I have had people tell me to that I need to be more transparent about our struggles so they know how to pray for us or how to help us.  Why do I always end conversation or updates on Kate on a positive note?  To be honest, am not sure why.  It’s just how I do it.  Maybe its because I know there are people with harder struggles.  Maybe its because I hate leaving people with a negative impression and/or with sadness.  Maybe its because our story is conversation killer so sharing the joys and positive news makes everyone more comfortable. 

Tonight I will share with you some of the things we don’t share.  I will share with you the emotions that I feel from time to time, that honestly make me ashamed of myself.  Please no judgment or hateful comments.  I am opening up in a way I rarely do. 

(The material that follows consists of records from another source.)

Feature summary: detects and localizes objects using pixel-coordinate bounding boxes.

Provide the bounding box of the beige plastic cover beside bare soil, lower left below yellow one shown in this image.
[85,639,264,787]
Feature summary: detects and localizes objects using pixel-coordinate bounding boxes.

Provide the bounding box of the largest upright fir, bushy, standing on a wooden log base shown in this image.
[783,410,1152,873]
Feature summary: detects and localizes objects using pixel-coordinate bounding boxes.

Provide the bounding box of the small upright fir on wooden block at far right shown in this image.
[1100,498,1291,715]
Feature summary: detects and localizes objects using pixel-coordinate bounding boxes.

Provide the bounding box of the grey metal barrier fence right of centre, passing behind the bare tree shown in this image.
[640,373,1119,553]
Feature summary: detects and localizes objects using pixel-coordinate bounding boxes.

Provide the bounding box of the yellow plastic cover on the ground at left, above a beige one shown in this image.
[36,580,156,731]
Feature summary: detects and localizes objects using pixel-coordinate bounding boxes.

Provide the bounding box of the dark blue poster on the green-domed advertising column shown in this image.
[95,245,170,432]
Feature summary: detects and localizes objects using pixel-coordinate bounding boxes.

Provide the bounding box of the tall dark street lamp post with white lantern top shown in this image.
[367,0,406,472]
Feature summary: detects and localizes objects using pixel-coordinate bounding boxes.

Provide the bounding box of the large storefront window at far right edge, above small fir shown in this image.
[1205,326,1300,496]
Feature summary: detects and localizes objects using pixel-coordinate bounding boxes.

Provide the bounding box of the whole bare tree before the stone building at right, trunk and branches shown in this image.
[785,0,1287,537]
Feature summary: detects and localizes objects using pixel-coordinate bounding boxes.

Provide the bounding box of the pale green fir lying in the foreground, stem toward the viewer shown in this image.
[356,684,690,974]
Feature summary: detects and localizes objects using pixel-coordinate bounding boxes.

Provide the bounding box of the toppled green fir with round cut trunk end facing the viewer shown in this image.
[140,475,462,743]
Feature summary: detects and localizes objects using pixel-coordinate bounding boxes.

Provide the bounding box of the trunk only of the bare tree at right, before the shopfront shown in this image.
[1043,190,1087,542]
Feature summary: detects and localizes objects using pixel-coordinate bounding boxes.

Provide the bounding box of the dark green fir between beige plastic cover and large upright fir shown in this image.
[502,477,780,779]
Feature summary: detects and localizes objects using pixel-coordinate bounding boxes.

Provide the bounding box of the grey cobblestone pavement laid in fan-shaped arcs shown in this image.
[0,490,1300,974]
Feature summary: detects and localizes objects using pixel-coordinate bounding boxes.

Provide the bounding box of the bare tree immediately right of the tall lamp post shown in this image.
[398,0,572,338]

Some days I feel like I am in a black hole.  I want to run and hide.  I want to scream at the world and transfer some of my hurt and fears onto something else.  Some days it is all I can do to stand in a room filled with people and not fall to my knees in tears.  I find it hard to watch kids Kate age participate in sports, dance, school, play dates, etc. because I am reminded of all the things Kate can’t do.  I hate going to IEP meetings and hearing the goals the therapist and teachers have for the next year.  They are so simple and appropriate for her condition, but once again, scream in my face all the abilities that Kate has lost due to her illness.  I struggle with celebrating a new life because I know that the new, precious baby will develop skills by the age of 6 months that surpass Kate’s abilities.  Am not proud of these feelings, but they are real. 

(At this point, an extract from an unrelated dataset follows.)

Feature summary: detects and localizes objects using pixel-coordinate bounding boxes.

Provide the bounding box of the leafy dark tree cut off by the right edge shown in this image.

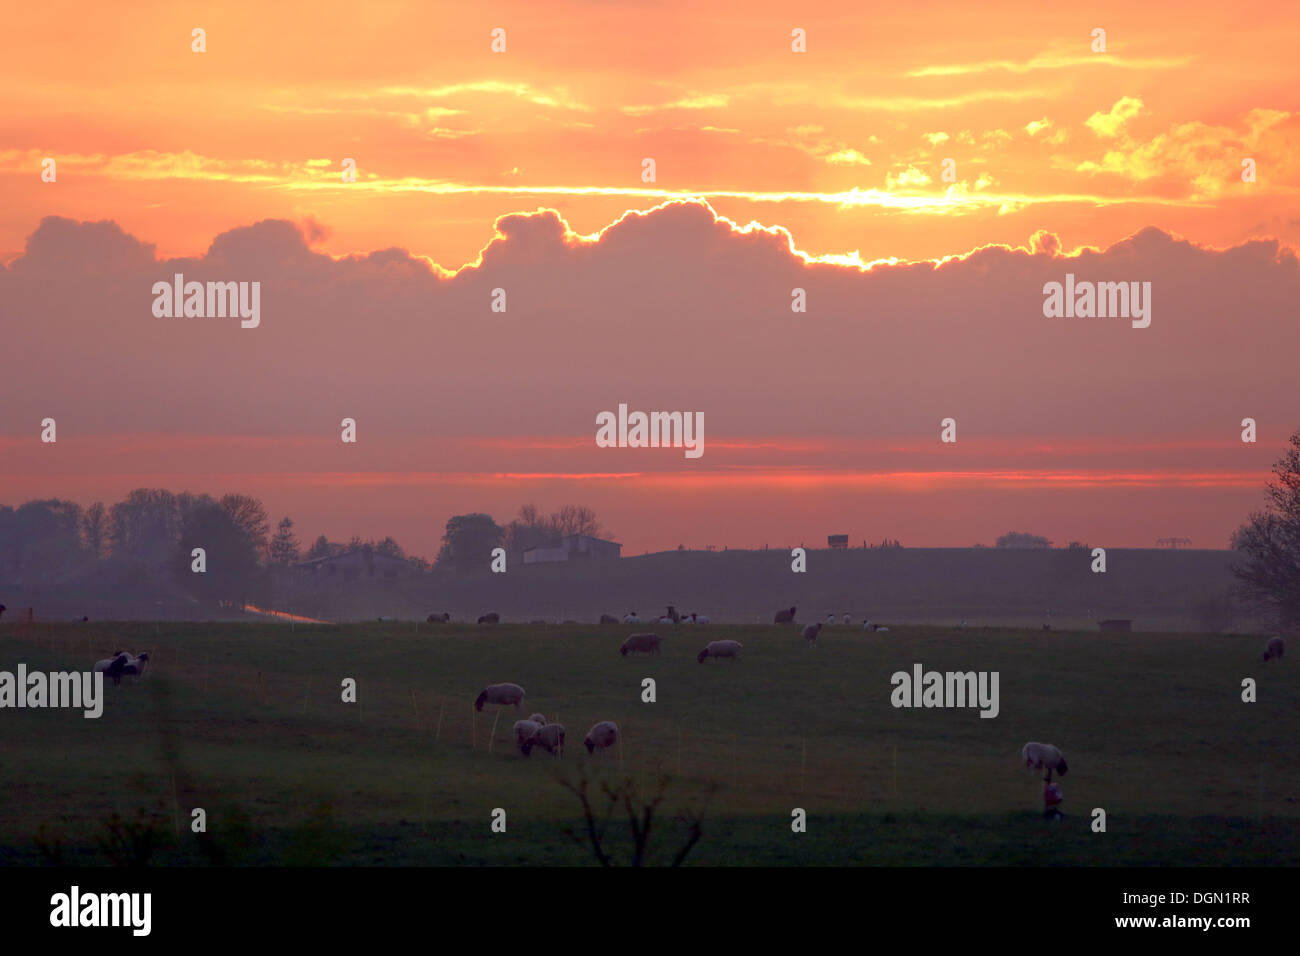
[1232,431,1300,628]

A few weeks ago I went to Meijers to get Easter candy and a small gift for each of the girls.  I was in a good mood when I left the house but by the time I was done it was all I could do to not cry in the check-out lane.  As I surveyed the candy options I struggled to find something Kate would enjoy.  Since she cant eat by mouth my options are limited.  I settled on suckers, like I always do.  I then searched and searched for a meaningful gift for her.  The soundtrack to Frozen and ????  Shopping for Lauren was easy.  It should be easy for Kate too.  I know Easter isn’t about candy and gifts.  I know Kate doesn’t care if her basket is filled suckers and gifts, but I care.  I care because once again the disease wins.  It has taken Kate’s ability to walk, talk, see, eat, learn, play, laugh, sing, and so on.  It has taken so much from her and us.  It shouldn’t be allowed to take the joy out of holidays.  But it does.  This disease has stolen so much from us.  (as I write this I struggle to tell you all the amazing things this disease has given us).  I left Meijer and felt as if I had my emotions in check once I loaded the car with the items I bought, so I headed to Five Guys.  I placed my order and as I watched the employees do their thing my emotions took over.  As I stood by one of the tables the tears flowed.  There was no stopping them.   I was so relieved when my order was up so I could cry alone in my car, which is often where I find myself crying. 

Then there are moments like yesterday, where nothing in particular happens but the feelings of sadness, fear, and loneliness hit me like a truck and came unexpectedly.  Nothing set this off, it just happened.  I allow myself to feel these emotions for a moment but never for too long.  I think it is important to acknowledge the feelings but because I have a family to take care of, an employer that depends on me to do my job, etc. I don’t allow myself to dwell in those emotions for too long.

Amazing I am not.  Inspiring I am not.   Mother and wife making the best out the life she and her family is living?  Yes!  I appreciate the compliment but if you knew how dark and sad some of my days are, you probably wouldn’t think that about me. 

Perhaps, through writing this I have determined why I end most of my conversations and updates on a positive note.  It is easier to focus on the good than the bad.  It brings joy to my heart to see the gifts we have and the blessings we enjoy. 


So for those who wonder what its like to be us or have asked me to be more open and transparent, this is a small glimpse into the darker side of the disease.  Not pretty, but real.  I hope you will join us in seeing the blessings and not the sadness.